The only real issue is the following. In the hypotheses, you never stipulated that the family of sets $(X_i)_{i \in I}$ be downward directed in the sense that for every $i,j \in I$ there exists $k$ with $X_k \subseteq X_i \cap X_j$. But you use this assumption in your proof of the universal property, when you produce the index $k$.
So what you've shown is that if $(X_i)_{i \in I}$ is a family of subsets of $X$ which is downward-directed, then $\varprojlim_{i \in I} X_i = \cap_{i \in I} X_i$. This is good. Without the hypothesis that $(X_i)_{i \in I}$ be downward-directed, the statement would be false in general. For example, suppose that $I = \{1,2\}$ and neither $X_1$ nor $X_2$ is contained in the other. Then $I$ is a discrete poset with the $\leq$ order you define, and $\varprojlim_{i \in I} = X_1 \times X_2$, which of course is typically different from $X_1 \cap X_2$.
Some related notes:
In the usage I'm familiar with, the terms "inverse limit" and "projective limit" are ambiguous. Sometimes they mean (1) "limit indexed by a downward-directed poset" (or more generally, "limit indexed by a co-filtered category"), but sometimes they mean more generally (2) "limit indexed by an arbitrary category". I think that at least nowadays most people tend to just say "limit" when they mean (2), so that the usage (1) is more common, but it's something to watch out for.

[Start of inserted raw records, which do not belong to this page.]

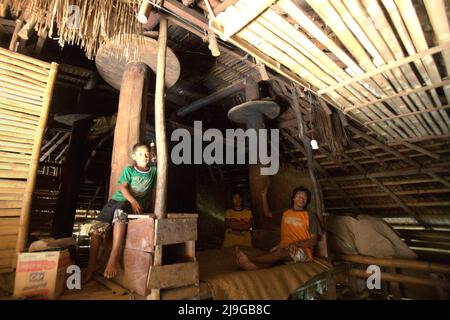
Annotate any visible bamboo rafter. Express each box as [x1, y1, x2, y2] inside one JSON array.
[[5, 0, 141, 59], [0, 48, 58, 269], [210, 0, 450, 141]]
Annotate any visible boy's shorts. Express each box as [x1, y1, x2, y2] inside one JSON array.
[[288, 244, 309, 262], [89, 199, 131, 238]]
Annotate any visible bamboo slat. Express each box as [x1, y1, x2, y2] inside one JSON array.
[[0, 69, 45, 91], [0, 60, 47, 83], [277, 0, 398, 138], [0, 151, 30, 162], [0, 200, 22, 210], [307, 0, 416, 138], [0, 209, 22, 216], [0, 121, 35, 138], [0, 217, 19, 236], [0, 101, 40, 115], [0, 235, 17, 251], [0, 169, 28, 179], [0, 159, 30, 171], [0, 250, 15, 269], [331, 0, 427, 135], [0, 179, 26, 190], [0, 48, 51, 68], [0, 107, 39, 125], [0, 189, 23, 200], [16, 63, 58, 252], [0, 50, 48, 76], [0, 86, 42, 105], [2, 81, 44, 99], [395, 0, 450, 127]]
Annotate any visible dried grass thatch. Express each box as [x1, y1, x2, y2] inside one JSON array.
[[4, 0, 141, 59]]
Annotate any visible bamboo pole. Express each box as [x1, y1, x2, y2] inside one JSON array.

In general the limit $\varprojlim_{i \in I} X_i$ can change depending what category you regard the assignment $i \mapsto X_i$ as taking values in. Let's go back to the example where $I = \{1,2\}$ is discrete. If you regard the assignment $i \mapsto X_i$ as taking values in the category $Set$, then as remarked above, you get $\varprojlim_{i \in I} X_i = X_1 \times X_2$, the cartesian product. But instead, you might regard $i \mapsto X_i$ as a functor $I \to Set/ X$, where $Set / X$ is the slice category, i.e. the category where an object is a set $Y$ equipped with a map $Y \to X$, and a morphism is a map $Y \to Y'$ making the obvious diagram commute. If you do this, then you do end up getting $\varprojlim_{i \in I} X_i = X_1 \cap X_2$. Similarly, if you regard $i \mapsto X_i$ as taking values in the poset $Sub(X)$ of subsets of $X$ and inclusions (note that this is a full subcategory of $Set/X$), then you again get $\varprojlim_{i \in I} X_i = X_1 \cap X_2$.
Similarly, the limit can change depending on what we regard the morphisms of $I$ as being, so it's good that you were explicit about this. An exception is when we compute limits in a category which is a preorder. In this case, $\varprojlim_{i \in I} X_i$ is the greatest lower bound of the $X_i$'s (either existing if the other does), and it doesn't matter what category structure you regard $I$ as having for this to be true.